Implications for Future Work
The results of the current study indicate that there is little or no change in known parental risk factors related to child anxiety and depression in this sample. Given that parental components do not seem to add to the effect of child-alone interventions, we argue that future interventions should actively target modifiable parental factors such as parent’s psychopathology, family functioning, parenting style and parental practices, and investigate whether doing so would increase the effect of combined interventions.

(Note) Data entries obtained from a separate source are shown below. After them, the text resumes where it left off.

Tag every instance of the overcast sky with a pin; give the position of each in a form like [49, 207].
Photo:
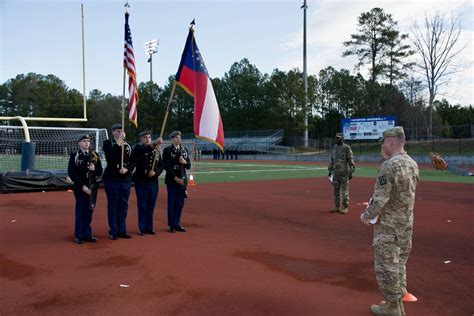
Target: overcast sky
[45, 37]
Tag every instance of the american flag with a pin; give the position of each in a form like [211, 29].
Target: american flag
[129, 63]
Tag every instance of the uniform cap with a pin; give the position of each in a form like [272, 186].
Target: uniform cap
[397, 131]
[175, 133]
[85, 136]
[144, 133]
[116, 126]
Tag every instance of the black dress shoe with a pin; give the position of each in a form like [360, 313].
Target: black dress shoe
[180, 229]
[90, 239]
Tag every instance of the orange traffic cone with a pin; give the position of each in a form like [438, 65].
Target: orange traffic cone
[191, 181]
[408, 297]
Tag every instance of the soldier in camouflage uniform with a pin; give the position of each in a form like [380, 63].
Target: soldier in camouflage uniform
[390, 210]
[341, 168]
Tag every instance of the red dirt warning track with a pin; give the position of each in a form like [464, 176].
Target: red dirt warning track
[252, 248]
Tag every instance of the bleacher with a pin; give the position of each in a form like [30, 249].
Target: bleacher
[243, 141]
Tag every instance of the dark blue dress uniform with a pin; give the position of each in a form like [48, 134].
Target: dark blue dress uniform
[146, 187]
[117, 186]
[79, 173]
[176, 192]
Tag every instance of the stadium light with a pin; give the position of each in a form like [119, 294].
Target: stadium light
[151, 47]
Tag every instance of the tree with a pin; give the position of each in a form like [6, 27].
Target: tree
[436, 42]
[398, 51]
[371, 43]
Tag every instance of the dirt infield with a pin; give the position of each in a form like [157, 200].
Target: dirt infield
[252, 248]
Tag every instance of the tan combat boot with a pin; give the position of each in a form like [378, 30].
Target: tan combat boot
[345, 210]
[388, 309]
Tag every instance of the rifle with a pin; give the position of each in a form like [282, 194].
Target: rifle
[92, 183]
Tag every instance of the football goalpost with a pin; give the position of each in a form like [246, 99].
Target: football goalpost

To enhance the effect of parent sessions in Emotion, one could move from a child-focused to a more parent-focused approach, where children do not attend most parent sessions. Furthermore, one could target parental factors linked to child anxiety and depression and increase intensity. Our results show that some of the parenting skills improved during the intervention, i. e. parents’ symptoms, Managing emotions and Dealing with negative emotions. Although no causal inferences can be drawn, this suggests a stronger emphasis on these topics in the parent component of Emotion. If children are included in parents’ sessions, the focus should have a stronger emphasis on improving the parent–child relationship, i.e. by working on communication, talking about the child’s emotional difficulties, improving trust and independence and avoiding derogatory remarks (Agerup et al., 2015). Lastly, reducing the amount of talk to include more exercises between parents might add to the effect of parent sessions [2]. Changes should then be tested and compared to a control group with no parental involvement to ensure its effectiveness.

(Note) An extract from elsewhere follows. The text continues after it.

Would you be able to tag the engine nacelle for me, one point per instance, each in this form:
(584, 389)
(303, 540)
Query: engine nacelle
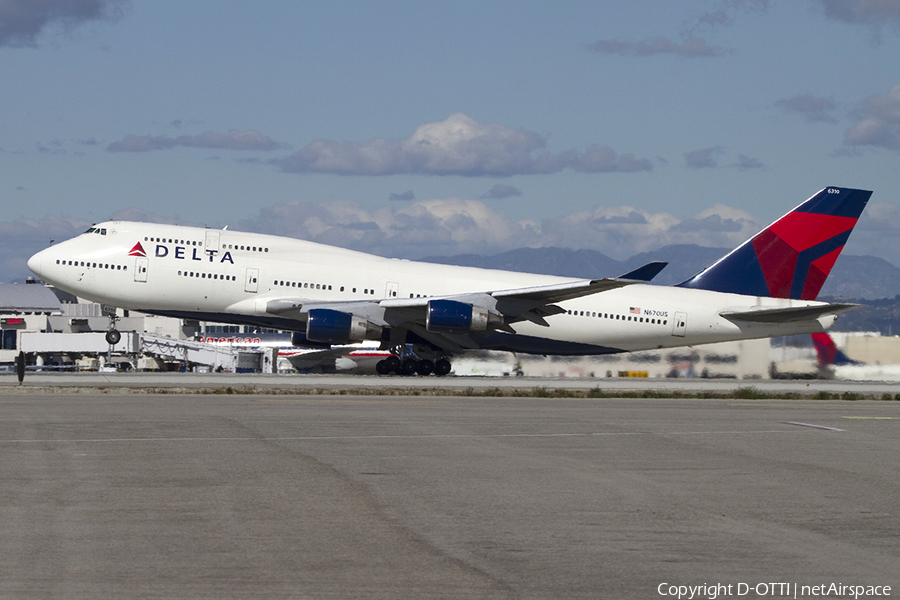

Future research could also examine the longitudinal relationships between these parental factors and children’s symptoms in preventive interventions, such as Emotion. This could shed light on how these factors can hinder or promote children’s progress and the directionality of any effects. Further, this information may illuminate how, or if we should include parents in future preventive interventions.
Conclusion
There were no differences in effects between parents in the five parent group sessions and brochure conditions in terms of parental factors linked to child anxiety and depression. This suggests that the less resource-demanding delivery format, a psychoeducational brochure, may be applied. In addition, there were small changes in parental factors in the total sample, highlighting a potential to further develop the parent component of Emotion, and possibly other parental components, to enhance effects on parental factors, and potentially child symptoms long term.
Acknowledgements
We thank Nancy Lea Eik-Nes, Associate Professor Emerita at the Norwegian University for Science and Technology (NTNU), for feedback on the scientific writing, which greatly improved the manuscript.
Declarations
Conflict of interest
Kristin Martinsen receives royalties from the sale of Emotion manuals. The rest of the authors declare no competing interests.